Century Mine
- Location: Beallsville, Belmont County, Ohio; 39°53′41″N 81°01′24″W﻿ / ﻿39.8948°N 81.0234°W;
- Products: Bituminous coal
- Type: Underground
- Closed: June 15, 2022
- Company: Murray Energy

= Century Mine (coal mine) =

Coal mine in Ohio

The Century Mine was an underground coal mine in Belmont County, Ohio owned by American Energy Corporation, a subsidiary of Murray Energy. It was the last remaining mine in the county before it was shut down in 2022. The mine produced around 5 million tons of coal per year. Unlike other mines in Ohio, Century Mine used longwall technology that enabled it to operate with relatively fewer workers. The mine had applied for a permit to extend operations by five years in 2017 and expected reserves to last for another 35 years.

Century Mine was the site of a fatal accident in 2011 and another in 2013. In 2010, the Mine Safety and Health Administration fined Murray Energy $173,987 for safety violations at Century Mine. The company challenged the fine, lowering the amount to $102,373.

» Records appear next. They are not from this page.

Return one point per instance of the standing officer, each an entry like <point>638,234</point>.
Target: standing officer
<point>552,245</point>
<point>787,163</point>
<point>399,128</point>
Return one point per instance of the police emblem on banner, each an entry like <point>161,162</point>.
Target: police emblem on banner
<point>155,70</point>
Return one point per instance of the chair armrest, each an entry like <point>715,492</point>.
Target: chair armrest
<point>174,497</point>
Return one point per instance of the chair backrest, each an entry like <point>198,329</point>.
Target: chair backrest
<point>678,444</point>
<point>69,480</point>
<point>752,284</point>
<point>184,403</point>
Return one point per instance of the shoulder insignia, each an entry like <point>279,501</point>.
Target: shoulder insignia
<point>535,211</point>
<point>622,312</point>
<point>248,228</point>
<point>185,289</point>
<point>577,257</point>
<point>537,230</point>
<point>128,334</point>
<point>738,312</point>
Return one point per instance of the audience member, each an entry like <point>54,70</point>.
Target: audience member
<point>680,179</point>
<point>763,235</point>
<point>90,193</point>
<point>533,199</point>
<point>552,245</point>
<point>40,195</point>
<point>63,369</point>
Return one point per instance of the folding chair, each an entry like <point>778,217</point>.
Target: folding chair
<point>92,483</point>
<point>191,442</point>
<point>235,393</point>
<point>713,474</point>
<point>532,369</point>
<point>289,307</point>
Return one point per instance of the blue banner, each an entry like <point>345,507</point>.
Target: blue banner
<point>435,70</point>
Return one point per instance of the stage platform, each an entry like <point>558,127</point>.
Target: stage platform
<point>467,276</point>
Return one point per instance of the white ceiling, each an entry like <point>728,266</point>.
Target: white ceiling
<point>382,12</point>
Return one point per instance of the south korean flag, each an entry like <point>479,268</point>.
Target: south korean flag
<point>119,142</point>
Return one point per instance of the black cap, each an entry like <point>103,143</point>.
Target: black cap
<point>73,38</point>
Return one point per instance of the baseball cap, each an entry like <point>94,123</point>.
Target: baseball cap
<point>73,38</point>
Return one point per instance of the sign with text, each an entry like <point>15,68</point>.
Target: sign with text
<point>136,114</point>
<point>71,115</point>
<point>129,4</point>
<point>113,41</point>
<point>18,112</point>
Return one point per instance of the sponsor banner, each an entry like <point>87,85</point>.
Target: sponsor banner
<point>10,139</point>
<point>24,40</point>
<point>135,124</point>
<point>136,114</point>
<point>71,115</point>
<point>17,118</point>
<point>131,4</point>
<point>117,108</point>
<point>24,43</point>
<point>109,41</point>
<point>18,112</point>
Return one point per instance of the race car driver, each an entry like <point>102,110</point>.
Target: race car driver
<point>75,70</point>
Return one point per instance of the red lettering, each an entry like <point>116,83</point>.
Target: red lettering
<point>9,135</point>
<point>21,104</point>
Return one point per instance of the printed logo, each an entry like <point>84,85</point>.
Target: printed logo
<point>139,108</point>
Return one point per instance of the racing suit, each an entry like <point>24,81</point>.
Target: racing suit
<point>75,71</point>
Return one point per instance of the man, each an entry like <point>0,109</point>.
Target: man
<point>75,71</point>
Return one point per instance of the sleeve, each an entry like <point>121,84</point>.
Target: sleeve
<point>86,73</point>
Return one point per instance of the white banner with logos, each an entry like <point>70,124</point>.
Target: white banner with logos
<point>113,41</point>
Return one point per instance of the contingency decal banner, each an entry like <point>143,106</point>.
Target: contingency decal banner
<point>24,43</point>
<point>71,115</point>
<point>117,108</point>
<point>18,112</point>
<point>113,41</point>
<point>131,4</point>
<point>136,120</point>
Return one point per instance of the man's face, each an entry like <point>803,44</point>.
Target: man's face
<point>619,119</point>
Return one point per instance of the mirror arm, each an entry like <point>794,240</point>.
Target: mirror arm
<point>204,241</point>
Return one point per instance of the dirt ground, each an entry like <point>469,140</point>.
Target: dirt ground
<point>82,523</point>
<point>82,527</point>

Republican presidential candidate Mitt Romney held a rally at the mine on August 14, 2012, as part of his campaign. The mine was shut down for the day, causing workers to lose pay. The company and the Romney campaign blamed each other for the closure. A group of miners complained to a local radio talk show that they were forced to attend the rally and feared they would be fired otherwise. Company officials confirmed that they had told workers attendance was required. Still, they later maintained that attendance was voluntary. The Romney campaign agreed that attendance appeared to be voluntary. In response, the Democratic group ProgressOhio filed a complaint with the Federal Election Commission, which began an investigation that was later dropped.

In 2015, the mine was temporarily idled. According to the company, this was due to "new EPA regulations and the increased utilization of natural gas". The mine's sales were not affected. Out of 650 workers, 425 were laid off for two weeks.

The mine was shut down on June 15, 2022. The mine issued a WARN notice stating that all 106 workers would be permanently laid off at the time. They were not part of a union and did not have bumping rights. State and county job services mobilized to provide workers with new employment opportunities.